I could see that there was quick cook and then old school. I wanted old school so when I went to Florida in February, I sourced proper Carolina plantation grits that came in their own little sack, and thus started a grits adventure.
I played around a bit and discovered that yes, they were gritty, and nutty too. Slightly grey in colour, they need long cooking – an hour to get the right texture (unless you are using quick grits).
I made some plain to have with a chorizo stew and had a eureka moment – why not put the chorizo in, with some ricotta (to make them light and fluffy) and bake them for the last half an hour to get fluffy grits packing a chorizo punch with a nice crispy crust.
I did, and I haven’t looked back.
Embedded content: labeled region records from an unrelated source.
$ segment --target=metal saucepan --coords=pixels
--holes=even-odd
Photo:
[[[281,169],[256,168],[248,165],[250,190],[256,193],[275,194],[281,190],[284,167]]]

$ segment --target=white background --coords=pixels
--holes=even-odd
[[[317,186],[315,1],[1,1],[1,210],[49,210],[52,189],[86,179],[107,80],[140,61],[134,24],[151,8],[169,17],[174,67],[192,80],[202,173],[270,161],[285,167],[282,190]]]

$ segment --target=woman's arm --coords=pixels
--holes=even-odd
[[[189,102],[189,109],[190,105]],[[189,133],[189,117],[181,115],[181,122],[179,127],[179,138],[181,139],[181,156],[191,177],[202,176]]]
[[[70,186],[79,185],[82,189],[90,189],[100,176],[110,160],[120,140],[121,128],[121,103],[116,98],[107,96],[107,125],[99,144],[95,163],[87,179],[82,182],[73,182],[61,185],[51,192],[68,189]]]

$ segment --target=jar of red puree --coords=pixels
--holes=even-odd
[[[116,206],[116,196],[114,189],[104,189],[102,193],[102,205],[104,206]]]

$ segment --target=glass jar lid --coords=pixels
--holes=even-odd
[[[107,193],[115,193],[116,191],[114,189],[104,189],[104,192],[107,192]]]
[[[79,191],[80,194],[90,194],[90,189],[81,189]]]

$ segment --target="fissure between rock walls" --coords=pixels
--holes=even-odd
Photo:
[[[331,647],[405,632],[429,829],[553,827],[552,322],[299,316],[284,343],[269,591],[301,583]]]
They are a Sunday staple now, and proudly, my Floridian friend has proclaimed them the best grits she ever had.
Notes on the recipe: it seems like a lot of water, it is a lot of water, an not much grits, but these dry little grits need it and they will expand. They will be fluffy, not soggy. Use good ricotta, the best dry stuff, or make your own (easy and recipe in a certain book “Comfort & Spice coming your way soon! :)
Recipe: Chorizo & Ricotta Grits
Serves 4 as part of breakfast (stunning with a fry up) or 2 for lunch
100g proper grits (not quick cook)
150g cured chorizo, diced
100g good ricotta (I used buffalo)
2 cloves garlic, peeled and finely chopped
1 red chilli, deseeded and finely chopped (OPTIONAL: I like heat so I add this but not essential)
Add the water to the grits in a solid pan. Bring to the boil and simmer gently for half an hour. They will look like grey molten tar, but don’t worry. Stir occasionally as they will stick.
Preheat your oven to 200 deg C. While it is heating and the grits are cooking, sauté the chorizo until softening in a little oil, about 5 minutes. Add the garlic and cook for a minute or two. Take off the heat.
Add the ricotta, chorizo and garlic to the grits and mix. Pour into an oiled dish – the bigger the dish the more crispy crust you will have – and roast for 25 – 30 minutes until the crust is a dark orange but not burned.
Try and stop yourself from eating every last bit of them.